Thanks and best regards,

 

Jacques

Posted

I'm unsure if you're looking to group the items by the MAT value or something else (sample data and the expected result would help in this regard), but I might suggest manipulating the data into groups using the MAT value as the key, i.e.

(defun foo ( lst / ass rtn )
    (foreach itm lst
        (if (setq ass (assoc (car itm) rtn))
            (setq rtn (subst (vl-list* (car ass) itm (cdr ass)) ass rtn))
            (setq rtn (cons (list (car itm) itm) rtn))
        )
    )
)

 

Posted (edited)

Here's another example - for the below function, "unq" will contain the items with unique MAT value, and "dup" will contain those for which there is more than one MAT value:

(defun foo ( lst / dup key len unq )
    (while (setq itm (car lst))
        (setq key (car itm)
              len (length dup)
              lst (vl-remove-if (function (lambda ( x ) (if (= key (car x)) (setq dup (cons x dup))))) (cdr lst))
        )
        (if (< len (length dup))
            (setq dup (cons itm dup))
            (setq unq (cons itm unq))
        )
    )
    (list unq dup)
)

 

Though it's probably more efficient to use the lists directly in your code rather than the above function returning a list of lists - alternatively, output parameters may be used, e.g.:

(defun foo ( lst unq-out dup-out / dup key len unq )
    (while (setq itm (car lst))
        (setq key (car itm)
              len (length dup)
              lst (vl-remove-if (function (lambda ( x ) (if (= key (car x)) (setq dup (cons x dup))))) (cdr lst))
        )
        (if (< len (length dup))
            (setq dup (cons itm dup))
            (setq unq (cons itm unq))
        )
    )
    (set unq-out unq)
    (set dup-out dup)
    nil
)
_$ (foo '(("abc" 1) ("def" 2) ("abc" 3) ("xyz" 4) ("abc" 5)) 'unq-sym 'dup-sym)
nil
_$ unq-sym
(("xyz" 4) ("def" 2))
_$ dup-sym
(("abc" 1) ("abc" 5) ("abc" 3))

 

Note that the element order is not preserved with the above.

Edited by Lee Mac
Posted

I asked a similar question for a task. It groups common items not sure if it is useful as no data to test on.

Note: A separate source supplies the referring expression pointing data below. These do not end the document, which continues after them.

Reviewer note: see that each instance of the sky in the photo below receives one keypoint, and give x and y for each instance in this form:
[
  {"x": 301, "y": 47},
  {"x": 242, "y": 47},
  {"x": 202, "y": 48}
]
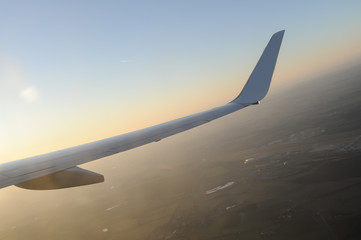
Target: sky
[{"x": 73, "y": 72}]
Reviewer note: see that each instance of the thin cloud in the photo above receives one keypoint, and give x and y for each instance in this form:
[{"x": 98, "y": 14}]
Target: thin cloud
[{"x": 126, "y": 61}]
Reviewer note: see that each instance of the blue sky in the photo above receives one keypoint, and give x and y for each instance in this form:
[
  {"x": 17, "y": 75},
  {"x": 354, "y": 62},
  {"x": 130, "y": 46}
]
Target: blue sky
[{"x": 76, "y": 71}]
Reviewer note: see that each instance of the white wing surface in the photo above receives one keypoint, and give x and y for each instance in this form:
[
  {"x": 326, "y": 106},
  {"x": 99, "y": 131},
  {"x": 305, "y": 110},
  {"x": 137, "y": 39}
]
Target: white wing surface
[{"x": 60, "y": 169}]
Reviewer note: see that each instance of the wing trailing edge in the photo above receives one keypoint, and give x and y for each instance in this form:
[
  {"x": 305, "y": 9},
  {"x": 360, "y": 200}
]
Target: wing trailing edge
[{"x": 59, "y": 169}]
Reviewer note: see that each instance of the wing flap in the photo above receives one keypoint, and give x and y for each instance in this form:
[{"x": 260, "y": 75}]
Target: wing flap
[{"x": 30, "y": 168}]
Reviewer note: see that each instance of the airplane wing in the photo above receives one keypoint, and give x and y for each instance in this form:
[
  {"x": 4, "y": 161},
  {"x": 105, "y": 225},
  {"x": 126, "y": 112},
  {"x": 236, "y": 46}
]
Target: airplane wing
[{"x": 60, "y": 169}]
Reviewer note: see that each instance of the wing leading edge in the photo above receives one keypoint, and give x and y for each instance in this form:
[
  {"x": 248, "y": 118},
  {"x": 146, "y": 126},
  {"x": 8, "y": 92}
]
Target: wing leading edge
[{"x": 53, "y": 170}]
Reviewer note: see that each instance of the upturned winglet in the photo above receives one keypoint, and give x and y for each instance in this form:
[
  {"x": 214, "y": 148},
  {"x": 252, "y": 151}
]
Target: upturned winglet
[{"x": 258, "y": 83}]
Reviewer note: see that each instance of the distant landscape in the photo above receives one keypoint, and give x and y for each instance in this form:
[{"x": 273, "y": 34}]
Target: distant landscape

; Thanks to Dexus for groupby sep 2025

(defun _groupBy (fun lst0 / itm old rtn)
  (while lst0
    (setq itm (fun (car lst0))
          rtn
            (if (setq old (assoc itm rtn))
              (subst (cons itm (cons (car lst0) (cdr old))) old rtn)
              (cons (cons itm (list (car lst0))) rtn)
            )
          lst0 (cdr lst0)
   )
  )
  (mapcar 'cdr rtn)
)

(setq lst (vl-sort lst '(lambda (x y) (< (car x)(car y)))))
(setq lst2 (_groupBy   (lambda (e) (car e)) lst))

 

Posted

Thank you all for your answers !

 

I was able to do what I wanted to achieve thanks to you. The function that worked for me was the first one submitted by LeeMac. I only had to had the line below to get exactly the list I wanted : 

 

(defun foo ( lst / ass rtn )
    (foreach itm lst
        (if (setq ass (assoc (car itm) rtn))
            (setq rtn (subst (vl-list* (car ass) itm (cdr ass)) ass rtn))
            (setq rtn (cons (list (car itm) itm) rtn))
        )
    )
)

; lst_test = my list with the structure described in my post i.e lst_test = (lst1 lst2 ... lstn) with lstx = (MAT, ALT, COD, ...)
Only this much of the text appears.